Publicado: 11 de Junio de 2014

Un rodapié o zócalo, es una pieza que se coloca en la base de los tabiques o muros de las habitaciones como elemento estético y para protegerlos de golpes o roces, y en el caso de las tarimas flotantes, sirven de sujección de las mismas.

Se fabrican de diversos materiales, especialmente de madera.


Estéticamente suelen  instalarse a juego con el color y material del suelo o de las puertas.

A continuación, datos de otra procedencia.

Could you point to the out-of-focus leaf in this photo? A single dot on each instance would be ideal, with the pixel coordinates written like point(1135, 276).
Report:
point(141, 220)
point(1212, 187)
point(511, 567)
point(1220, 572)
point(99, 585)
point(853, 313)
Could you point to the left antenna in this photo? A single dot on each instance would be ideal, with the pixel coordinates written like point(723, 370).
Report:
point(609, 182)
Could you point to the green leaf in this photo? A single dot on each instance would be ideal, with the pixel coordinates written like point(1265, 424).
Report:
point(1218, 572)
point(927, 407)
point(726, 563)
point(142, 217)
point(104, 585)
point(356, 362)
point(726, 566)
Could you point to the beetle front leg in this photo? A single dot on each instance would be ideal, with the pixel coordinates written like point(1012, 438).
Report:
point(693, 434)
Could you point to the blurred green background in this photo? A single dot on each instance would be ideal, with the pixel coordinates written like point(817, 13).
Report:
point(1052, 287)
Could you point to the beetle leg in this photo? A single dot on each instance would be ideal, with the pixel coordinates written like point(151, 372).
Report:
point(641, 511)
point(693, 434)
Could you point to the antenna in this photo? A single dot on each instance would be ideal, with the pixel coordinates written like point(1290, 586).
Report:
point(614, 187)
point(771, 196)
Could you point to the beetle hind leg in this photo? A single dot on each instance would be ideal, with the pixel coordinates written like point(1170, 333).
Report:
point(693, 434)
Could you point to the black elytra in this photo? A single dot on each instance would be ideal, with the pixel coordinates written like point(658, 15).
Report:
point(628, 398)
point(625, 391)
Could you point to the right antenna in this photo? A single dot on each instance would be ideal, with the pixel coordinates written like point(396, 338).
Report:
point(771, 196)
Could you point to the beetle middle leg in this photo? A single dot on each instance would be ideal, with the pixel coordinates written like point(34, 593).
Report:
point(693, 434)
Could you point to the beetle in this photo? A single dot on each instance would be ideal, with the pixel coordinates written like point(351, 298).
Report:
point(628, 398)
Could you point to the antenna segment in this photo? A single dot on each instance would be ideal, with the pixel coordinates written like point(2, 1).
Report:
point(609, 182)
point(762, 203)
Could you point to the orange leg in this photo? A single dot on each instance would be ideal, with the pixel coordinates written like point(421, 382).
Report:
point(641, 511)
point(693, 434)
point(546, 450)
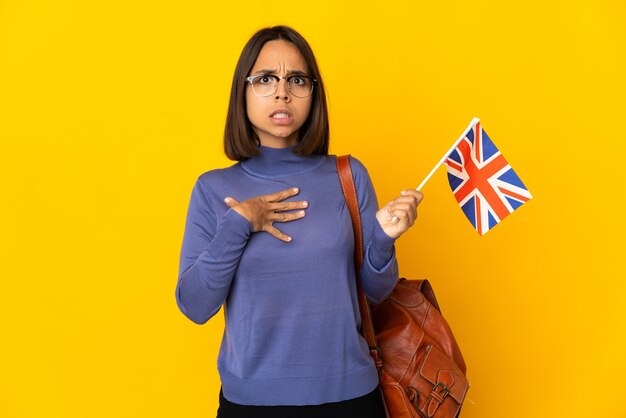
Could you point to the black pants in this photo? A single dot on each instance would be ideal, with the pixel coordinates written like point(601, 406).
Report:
point(367, 406)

Colocar un rodapié no es tan simple como parece, ya que las paredes constan de esquinas, donde es necesaria una correcta instalación para evitar problemas futuros, y además éstas paredes, aunque a la vista lo parezca, no son totalmente lisas, por lo que a veces hay que llevar procedimientos de instalación que requieren una especialización y cualificación, de no ser así, es muy probable que surjan graves problemas en el futuo.
Si el rodapié es de madera puede ser atacado por la polilla y habrá que sustituir el tramo afectado o en su caso iniciar el procedimiento adecuado, pero el deterioro más habitual se produce a causa de golpes o rozaduras, lo cual tiene fácil arreglo, ya que si la rozadura es superficial, utilizando uno de nuestros productos específicos para maderas barnizadas (en el caso de que fuera de madera) los eliminará por completo (o cualquier otro producto de los que disponemos específicos para otro tipo de materiales) o arreglando los desperfectos mediante emplastes.